As design sizes grew, schematics became unwieldy. In the early 80’s hardware description languages started to emerge. The most important of these was Hilo, developed at Brunel University in England. It defined what is now considered as the essential element of a register transfer language – a clock edge and the associated computation that should happen as a result of that clock. The timing of those events was unspecified and it was left to a separate process to work out if everything could happen within the defined clock period.

The next stage in the development of RTL was the Verilog language defined by Gateway Design Automation. RTL was mainly used as a way to verify the design and a primarily manual transformation to the gate level was necessary. This suppressed the rate at which the technology was adopted.

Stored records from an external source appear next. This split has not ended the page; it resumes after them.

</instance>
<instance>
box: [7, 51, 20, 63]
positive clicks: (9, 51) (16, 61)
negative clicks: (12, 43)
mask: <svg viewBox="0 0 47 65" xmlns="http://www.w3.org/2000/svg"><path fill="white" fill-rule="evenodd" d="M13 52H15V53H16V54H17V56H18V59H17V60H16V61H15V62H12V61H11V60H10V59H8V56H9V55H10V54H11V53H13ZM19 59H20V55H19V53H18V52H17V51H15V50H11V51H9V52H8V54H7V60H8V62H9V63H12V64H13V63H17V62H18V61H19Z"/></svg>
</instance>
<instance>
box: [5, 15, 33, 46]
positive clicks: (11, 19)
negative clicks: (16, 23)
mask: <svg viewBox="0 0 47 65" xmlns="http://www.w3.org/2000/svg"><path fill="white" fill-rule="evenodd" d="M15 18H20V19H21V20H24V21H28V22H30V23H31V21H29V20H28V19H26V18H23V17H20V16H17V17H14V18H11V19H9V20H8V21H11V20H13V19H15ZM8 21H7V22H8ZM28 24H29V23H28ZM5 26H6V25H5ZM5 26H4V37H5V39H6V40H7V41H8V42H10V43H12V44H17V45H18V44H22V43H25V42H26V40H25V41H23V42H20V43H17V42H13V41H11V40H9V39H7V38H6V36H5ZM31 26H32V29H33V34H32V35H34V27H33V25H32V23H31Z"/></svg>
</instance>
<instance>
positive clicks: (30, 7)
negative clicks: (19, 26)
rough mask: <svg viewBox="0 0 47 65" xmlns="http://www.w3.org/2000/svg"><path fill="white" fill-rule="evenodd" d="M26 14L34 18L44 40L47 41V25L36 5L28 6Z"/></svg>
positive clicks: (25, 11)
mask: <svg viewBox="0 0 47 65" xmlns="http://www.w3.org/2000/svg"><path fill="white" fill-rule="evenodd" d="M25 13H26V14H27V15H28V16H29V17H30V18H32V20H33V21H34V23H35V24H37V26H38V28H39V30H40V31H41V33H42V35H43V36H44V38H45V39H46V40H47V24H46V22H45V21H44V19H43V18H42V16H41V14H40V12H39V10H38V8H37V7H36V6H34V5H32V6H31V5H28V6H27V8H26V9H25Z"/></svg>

In the late 80’s, a new company emerged, Synopsys that had an automated way of synthesizing a gate level description from RTL. Synopsys’ Design Compiler accepted Verilog, now owned by Cadence, as its input language and the first RTL flow had been created. While many improvements have been made in the flow over the next 25 years, it remains essentially the same flow and Synopsys dominated the RTL synthesis market.

In the 2010’s a higher level of abstraction was becoming necessary. This is generally referred to as the electronic system level (ESL). While productivity is the principle reason for this, the additional speed of design comes from being able to define a system faster using more abstract languages, that they are easier and quicker to verify and that it allows more time to be spent in architectural exploration so that better implementation can be found.

In 2014, the major players in the high-level synthesis market are Cadence, who recently bought Forte Design Systems and Calypto that has the high-level synthesis technology developed within Mentor Graphics. While a separate company, Calypto is 51% owned by Mentor.